En même temps que lui, plusieurs dizaines de petits Réunionnais furent ce jour-là arrachés à leur île. Les plus jeunes avaient 6 mois, les plus âgés, 20 ans. Ses quatre premières années, les plus belles, Jean-Jacques les passe chez un couple d’agriculteurs qui ne lui ménage pas son amour. Jusqu’au jour où un homme et une femme, les Barbey, se présentent à la ferme sous le prétexte de l’emmener aux sports d’hiver. Après des heures de route, il se retrouve à Saint-Vaast-la-Hougue, dans la presqu’île du Cotentin, sur la côte normande. Second arrachement. À l’école, il découvre sur ses cahiers un nom qui n’est pas le sien : "Barbey Jean-Jacques". Il fait contre mauvaise fortune bon coeur, car les Barbey, qui sont l’un et l’autre enseignants, se montrent très attentifs avec lui. Autant en profiter pour s’instruire… Trois ans plus tard, le couple se sépare, et Jean-Jacques est confié à son père adoptif, qui, assure-t-il, abusera par la suite régulièrement de lui. En dépit de ce lourd passif, Jean-Jacques apprend un métier (cuisinier), fonde une famille (il a deux enfants) et, en 2004, après trois tentatives infructueuses, réussit à récupérer son patronyme : Martial. Sa plus grande fierté, c’est d’avoir osé, en janvier 2002, assigner l’État français en justice pour "enlèvement et séquestration de mineur" et pour "rafle et déportation". Afin, dit-il, de "provoquer un choc", il réclame 1,5 milliard d’euros d’indemnité. Et c’est ainsi que fut révélé au grand jour le scandale des 1 600 enfants arrachés à leur île entre 1963 et 1981 afin de repeupler soixante-quatre départements français.

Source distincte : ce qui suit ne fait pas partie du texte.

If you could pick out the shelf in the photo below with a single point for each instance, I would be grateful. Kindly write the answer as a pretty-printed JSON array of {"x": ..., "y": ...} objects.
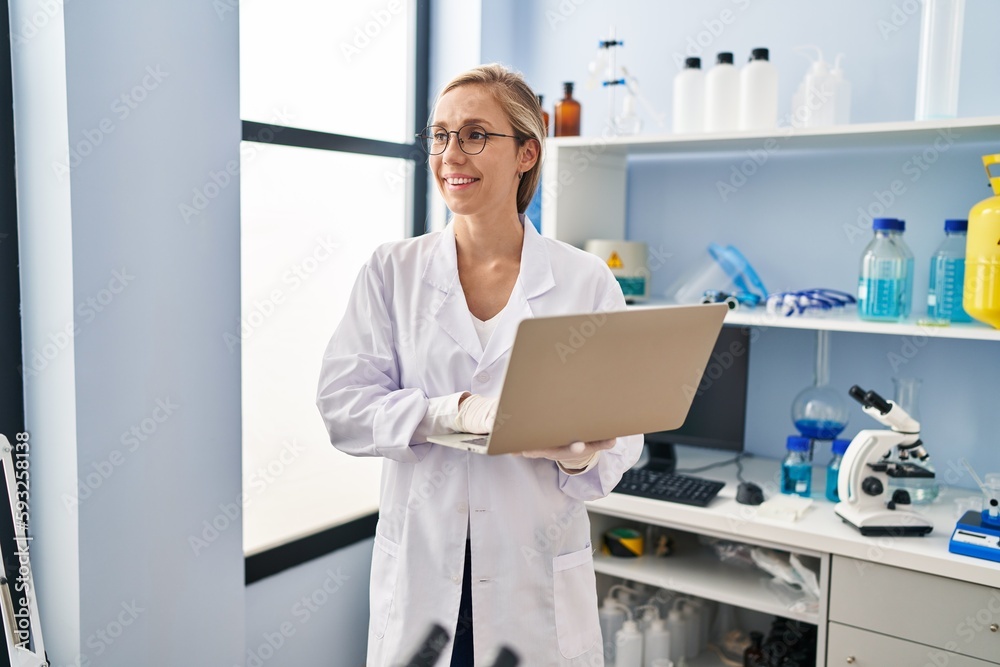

Toutes leurs histoires se ressemblent. Certains ont été adoptés, d’autres placés en foyer, d’autres encore soumis dans des fermes à un esclavage déguisé. Dans le sillage de celle de Jean-Jacques Martial, d’autres plaintes ont été déposées. Toutes ont été classées sans suite.

Certains ont sombré dans la depression ou la délinquance, quand ils ne se sont pas suicidés

Arrivé le 6 septembre 1966 avec ses trois frères, dont il est vite séparé, Simon Apoi, aujourd’hui président de l’Association des Réunionnais de la Creuse, décrit un "véritable centre de tri" où les enfants étaient classés par catégories d’âge. "Il y avait de la demande ! Certains enfants arrivaient le soir au foyer et repartaient dès le lendemain", raconte-t-il.

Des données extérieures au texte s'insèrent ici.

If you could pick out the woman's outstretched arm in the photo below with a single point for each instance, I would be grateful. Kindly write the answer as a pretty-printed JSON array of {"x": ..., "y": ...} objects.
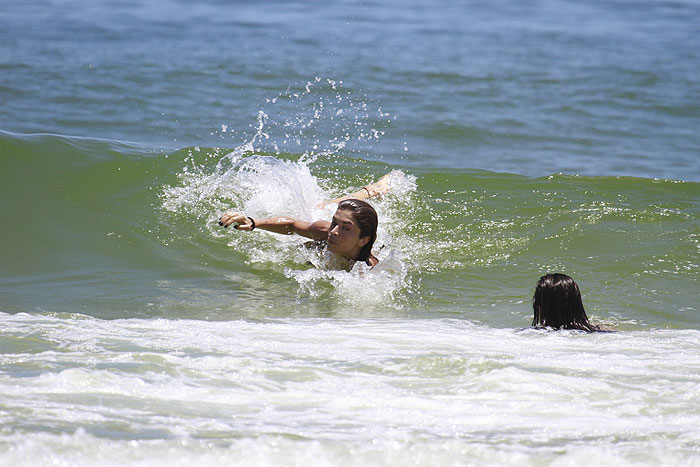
[{"x": 317, "y": 230}]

Il est successivement placé dans deux familles d’accueil. À chaque fois, il fugue et se réfugie au foyer de Guéret. Au fil des années, il réussit néanmoins à maintenir un lien avec ses frères et soeurs, à décrocher un emploi et à fonder une famille. Il estime avoir eu de la chance. Car certains de ses camarades ont sombré dans la dépression ou la délinquance, quand ils ne se sont pas suicidés. Ceux qui ont survécu conservent la trace profonde de leur déracinement culturel et affectif.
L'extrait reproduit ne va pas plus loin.